Il Garante: sanzione da 50.000 € per questionari dopo l’assenza per malattia

Il Garante per la protezione dei dati personali è recentemente intervenuto con una sanzione significativa nei confronti di un’azienda del settore automotive che, al rientro dei dipendenti dopo periodi di assenza per malattia o infortunio, imponeva la compilazione di un questionario da parte del diretto superiore (Provvedimento n.10154148 del 10 luglio 2025). Questo documento, poi inoltrato all’ufficio risorse umane e al medico competente, conteneva informazioni sui motivi dell’assenza, lo stato psicofisico del lavoratore, le sue abitudini di vita e la sua eventuale necessità di supporto. L’obiettivo dichiarato dall’azienda era quello di individuare interventi migliorativi dell’ambiente lavorativo, come la riallocazione della postazione o misure di supporto. Tuttavia, la modalità adottata è risultata fortemente lesiva della privacy dei lavoratori.

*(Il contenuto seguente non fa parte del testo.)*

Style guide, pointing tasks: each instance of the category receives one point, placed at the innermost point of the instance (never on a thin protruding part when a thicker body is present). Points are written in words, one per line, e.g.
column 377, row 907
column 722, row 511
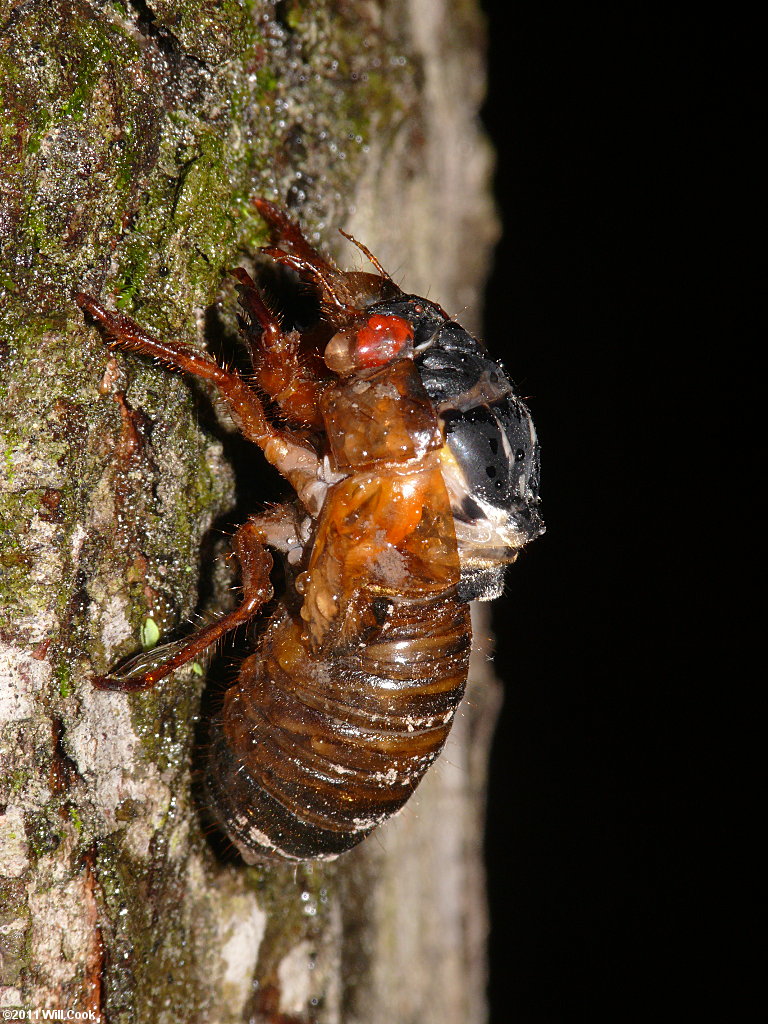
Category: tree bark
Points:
column 133, row 136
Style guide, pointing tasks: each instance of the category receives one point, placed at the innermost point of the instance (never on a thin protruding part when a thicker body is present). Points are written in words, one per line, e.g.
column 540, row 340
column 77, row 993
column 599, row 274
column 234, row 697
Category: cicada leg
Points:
column 143, row 672
column 290, row 455
column 274, row 355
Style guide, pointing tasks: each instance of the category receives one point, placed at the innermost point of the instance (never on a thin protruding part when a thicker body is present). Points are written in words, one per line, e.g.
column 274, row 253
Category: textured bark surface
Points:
column 132, row 137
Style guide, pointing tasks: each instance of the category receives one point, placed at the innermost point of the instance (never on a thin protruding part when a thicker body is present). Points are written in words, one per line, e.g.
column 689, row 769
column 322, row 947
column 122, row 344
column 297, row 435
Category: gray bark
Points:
column 132, row 137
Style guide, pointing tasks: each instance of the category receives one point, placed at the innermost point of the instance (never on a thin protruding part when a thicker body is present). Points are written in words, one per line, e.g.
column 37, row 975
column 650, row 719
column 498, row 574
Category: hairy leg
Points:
column 143, row 672
column 274, row 354
column 290, row 455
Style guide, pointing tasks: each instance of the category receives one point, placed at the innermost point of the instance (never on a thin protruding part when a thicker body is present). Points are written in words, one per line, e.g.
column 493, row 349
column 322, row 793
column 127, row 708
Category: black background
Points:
column 605, row 126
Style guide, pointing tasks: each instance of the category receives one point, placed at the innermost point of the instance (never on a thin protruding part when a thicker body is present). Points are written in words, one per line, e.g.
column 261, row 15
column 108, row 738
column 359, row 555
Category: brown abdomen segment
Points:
column 310, row 755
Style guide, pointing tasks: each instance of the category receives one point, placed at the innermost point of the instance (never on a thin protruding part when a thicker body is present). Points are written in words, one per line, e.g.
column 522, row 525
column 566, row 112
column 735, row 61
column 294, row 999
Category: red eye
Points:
column 381, row 339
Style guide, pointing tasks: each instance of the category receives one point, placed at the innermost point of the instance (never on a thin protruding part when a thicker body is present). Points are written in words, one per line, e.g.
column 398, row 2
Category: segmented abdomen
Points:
column 310, row 755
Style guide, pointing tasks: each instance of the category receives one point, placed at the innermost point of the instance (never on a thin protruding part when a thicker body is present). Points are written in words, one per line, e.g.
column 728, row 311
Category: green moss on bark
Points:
column 132, row 140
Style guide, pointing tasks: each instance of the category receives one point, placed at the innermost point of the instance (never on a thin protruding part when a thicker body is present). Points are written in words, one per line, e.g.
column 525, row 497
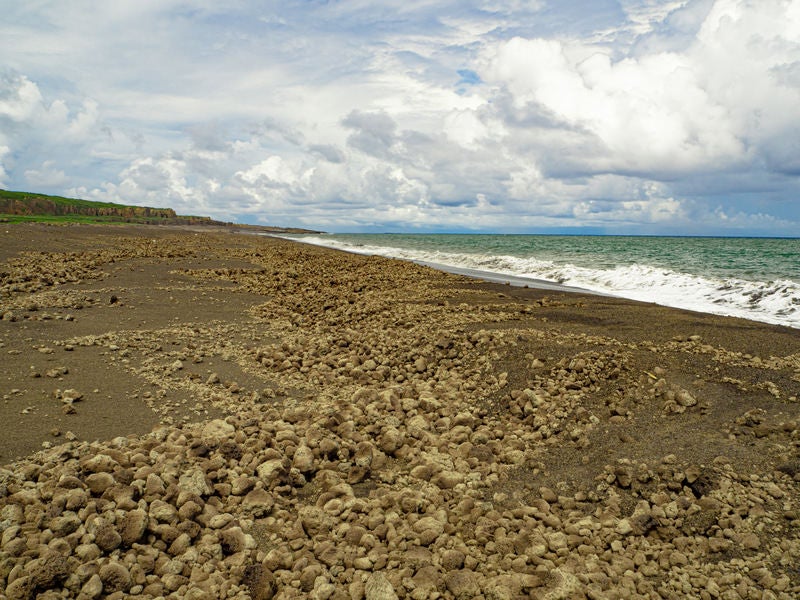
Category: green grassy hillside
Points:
column 28, row 206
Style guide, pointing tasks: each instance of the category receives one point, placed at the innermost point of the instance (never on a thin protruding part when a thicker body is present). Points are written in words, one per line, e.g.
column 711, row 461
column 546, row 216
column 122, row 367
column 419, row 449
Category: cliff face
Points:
column 42, row 205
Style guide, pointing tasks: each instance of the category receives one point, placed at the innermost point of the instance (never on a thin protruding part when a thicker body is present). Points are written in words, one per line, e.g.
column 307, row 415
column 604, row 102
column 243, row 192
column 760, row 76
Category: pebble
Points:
column 393, row 457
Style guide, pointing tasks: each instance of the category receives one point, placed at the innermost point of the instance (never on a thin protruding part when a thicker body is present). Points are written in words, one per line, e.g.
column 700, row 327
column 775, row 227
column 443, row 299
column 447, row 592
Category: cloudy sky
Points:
column 606, row 116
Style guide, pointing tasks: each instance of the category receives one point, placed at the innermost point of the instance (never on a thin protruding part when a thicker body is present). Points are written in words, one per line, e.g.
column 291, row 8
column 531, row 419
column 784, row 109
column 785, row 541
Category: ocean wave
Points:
column 776, row 302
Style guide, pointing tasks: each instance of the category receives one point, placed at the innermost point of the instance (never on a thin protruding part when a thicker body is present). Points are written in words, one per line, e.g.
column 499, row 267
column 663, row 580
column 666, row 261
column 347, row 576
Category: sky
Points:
column 595, row 116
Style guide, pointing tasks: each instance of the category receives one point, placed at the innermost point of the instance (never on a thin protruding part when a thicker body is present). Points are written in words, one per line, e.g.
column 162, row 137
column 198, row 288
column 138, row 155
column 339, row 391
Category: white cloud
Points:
column 46, row 176
column 434, row 114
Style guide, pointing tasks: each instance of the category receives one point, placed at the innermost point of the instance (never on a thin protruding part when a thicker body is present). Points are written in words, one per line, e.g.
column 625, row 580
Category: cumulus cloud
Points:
column 504, row 115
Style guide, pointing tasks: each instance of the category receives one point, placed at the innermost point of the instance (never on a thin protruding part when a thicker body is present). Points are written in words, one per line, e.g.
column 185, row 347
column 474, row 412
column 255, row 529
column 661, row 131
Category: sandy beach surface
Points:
column 200, row 414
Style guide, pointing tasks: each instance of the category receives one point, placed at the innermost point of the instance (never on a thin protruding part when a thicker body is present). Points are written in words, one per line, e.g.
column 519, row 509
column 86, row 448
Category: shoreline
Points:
column 250, row 417
column 701, row 303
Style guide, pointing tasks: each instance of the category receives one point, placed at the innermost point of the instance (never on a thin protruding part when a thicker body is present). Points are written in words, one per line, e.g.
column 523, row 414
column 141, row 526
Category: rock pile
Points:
column 418, row 438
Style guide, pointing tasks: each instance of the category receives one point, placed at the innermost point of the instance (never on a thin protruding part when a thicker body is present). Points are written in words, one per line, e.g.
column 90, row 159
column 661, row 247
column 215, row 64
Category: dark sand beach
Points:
column 200, row 414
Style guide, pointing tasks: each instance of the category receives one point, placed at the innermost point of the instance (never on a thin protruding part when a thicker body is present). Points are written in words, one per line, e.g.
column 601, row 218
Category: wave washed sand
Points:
column 285, row 421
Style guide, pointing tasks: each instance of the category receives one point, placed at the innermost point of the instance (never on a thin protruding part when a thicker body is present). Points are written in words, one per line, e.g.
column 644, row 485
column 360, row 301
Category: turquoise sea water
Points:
column 755, row 278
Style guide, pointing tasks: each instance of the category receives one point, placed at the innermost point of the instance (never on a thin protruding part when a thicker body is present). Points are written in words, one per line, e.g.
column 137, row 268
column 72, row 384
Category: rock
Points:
column 107, row 538
column 22, row 588
column 48, row 571
column 65, row 524
column 194, row 482
column 133, row 526
column 99, row 482
column 70, row 396
column 452, row 560
column 391, row 440
column 447, row 480
column 685, row 399
column 260, row 581
column 428, row 529
column 271, row 470
column 258, row 502
column 115, row 577
column 242, row 485
column 218, row 429
column 463, row 584
column 303, row 459
column 91, row 589
column 378, row 587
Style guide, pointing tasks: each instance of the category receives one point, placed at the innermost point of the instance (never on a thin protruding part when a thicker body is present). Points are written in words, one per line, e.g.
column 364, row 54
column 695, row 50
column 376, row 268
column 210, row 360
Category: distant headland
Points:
column 31, row 206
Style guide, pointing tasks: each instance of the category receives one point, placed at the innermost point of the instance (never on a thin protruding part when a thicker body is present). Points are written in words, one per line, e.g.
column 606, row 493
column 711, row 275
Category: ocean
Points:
column 753, row 278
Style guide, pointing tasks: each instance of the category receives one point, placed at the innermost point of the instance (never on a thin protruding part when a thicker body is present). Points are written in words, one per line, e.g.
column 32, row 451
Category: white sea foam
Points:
column 775, row 302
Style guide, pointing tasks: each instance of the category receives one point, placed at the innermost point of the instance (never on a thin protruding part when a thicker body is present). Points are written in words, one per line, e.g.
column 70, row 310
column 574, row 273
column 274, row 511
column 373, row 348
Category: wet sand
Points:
column 349, row 426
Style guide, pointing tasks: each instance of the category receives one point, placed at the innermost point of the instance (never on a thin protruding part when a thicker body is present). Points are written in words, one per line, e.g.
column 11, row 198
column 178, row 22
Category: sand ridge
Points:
column 288, row 421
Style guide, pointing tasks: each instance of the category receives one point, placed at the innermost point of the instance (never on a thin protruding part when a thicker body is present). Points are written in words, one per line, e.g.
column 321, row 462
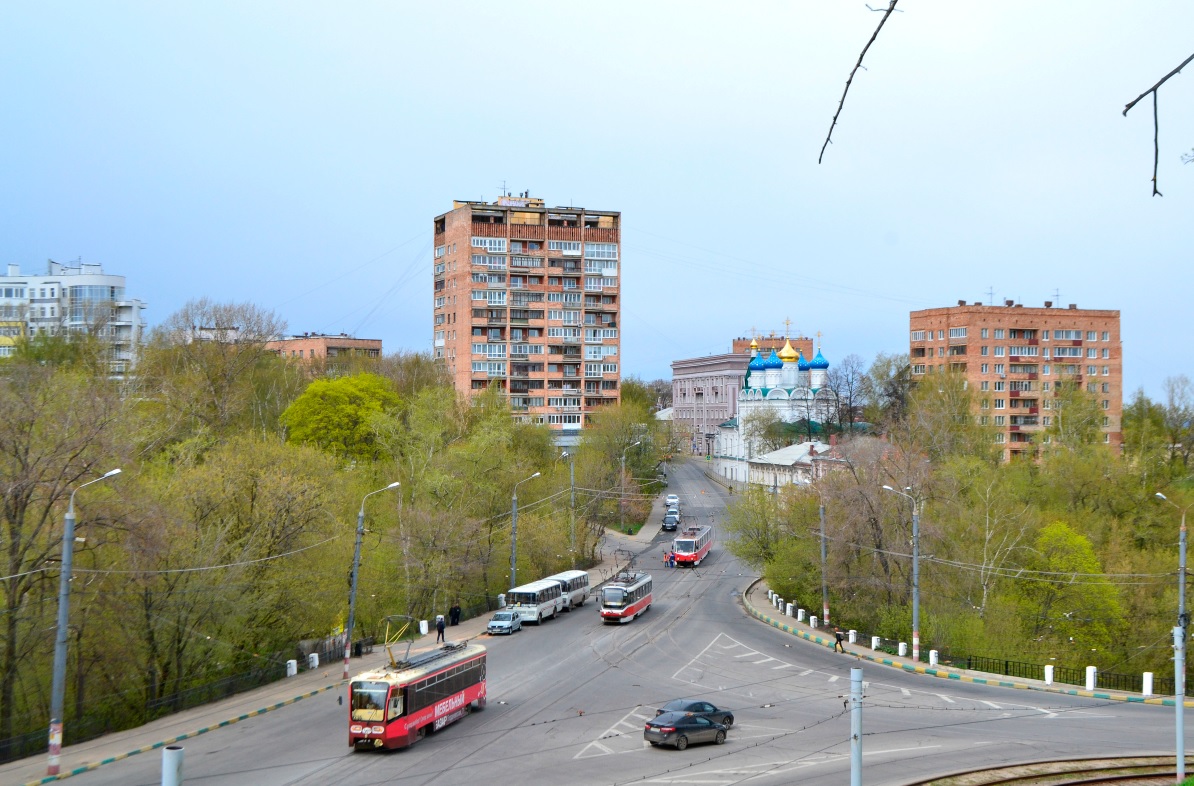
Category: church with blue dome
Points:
column 782, row 386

Il Garante ha rilevato diverse violazioni del Regolamento europeo sulla protezione dei dati (GDPR). Innanzitutto, i lavoratori non erano stati adeguatamente informati circa le finalità e le modalità del trattamento dei loro dati personali e, in particolare, dei dati sulla salute, che rientrano tra quelli particolarmente sensibili tutelati dall’articolo 9 del Regolamento. Inoltre, è emerso che l’azienda non aveva alcuna valida base giuridica per la raccolta e l’utilizzo di queste informazioni: non si trattava di adempimenti previsti per legge, né era configurabile un interesse legittimo tale da giustificare un’ingerenza così invasiva nella sfera privata dei dipendenti. Un ulteriore profilo critico riguardava la sproporzionata durata della conservazione dei questionari, archiviati per un periodo massimo di dieci anni e riferiti a circa 890 dipendenti: una scelta che ha violato in modo evidente il principio di minimizzazione e pertinenza previsto dal GDPR.

Alla luce di queste violazioni, l’Autorità ha deciso non solo di vietare la prosecuzione di tali trattamenti, ma anche di ordinare la cancellazione dei dati già raccolti e, soprattutto, di applicare una sanzione amministrativa pecuniaria pari a 50.000 euro. L’importo è stato determinato considerando diversi fattori, tra cui la natura particolarmente delicata dei dati trattati, la durata della prassi illecita, il numero elevato di persone coinvolte e la rilevante dimensione dell’azienda sanzionata.

Non è la prima volta che il Garante interviene su tematiche simili. Già nel 2024 un’altra azienda era stata sanzionata per aver gestito in modo improprio i certificati medici giustificativi delle assenze dal lavoro. In quel caso, i moduli contenevano informazioni che permettevano di desumere dettagli sullo stato di salute dei dipendenti, come il reparto medico di riferimento o la specializzazione del professionista, rivelando in modo indiretto patologie o situazioni cliniche riservate. Anche allora, l’Autorità aveva ribadito la necessità di limitare al minimo indispensabile il trattamento dei dati sanitari, nel rispetto dei principi di liceità, proporzionalità e riservatezza.

Quanto accaduto rappresenta un importante monito per le imprese: le iniziative rivolte al benessere organizzativo, per quanto apprezzabili nelle intenzioni, non possono mai tradursi in una raccolta indiscriminata di dati personali, soprattutto se relativi alla salute. Qualsiasi trattamento di questo tipo deve essere sorretto da una base giuridica solida, preceduto da un’informativa chiara e proporzionato rispetto agli obiettivi perseguiti. È fondamentale che i datori di lavoro, supportati da consulenti del lavoro, responsabili privacy e RSPP, pongano estrema attenzione alla progettazione delle procedure interne, integrando fin dall’inizio i principi di protezione dei dati (privacy by design) e prevedendo misure tecniche e organizzative adeguate.

La protezione della riservatezza dei lavoratori non è un ostacolo all’organizzazione aziendale, ma una garanzia di correttezza e legalità. Il rispetto delle regole in materia di privacy non è solo un obbligo normativo, ma anche un elemento di fiducia e di trasparenza nei rapporti tra azienda e dipendenti. Questo recente provvedimento del Garante ne è la dimostrazione concreta.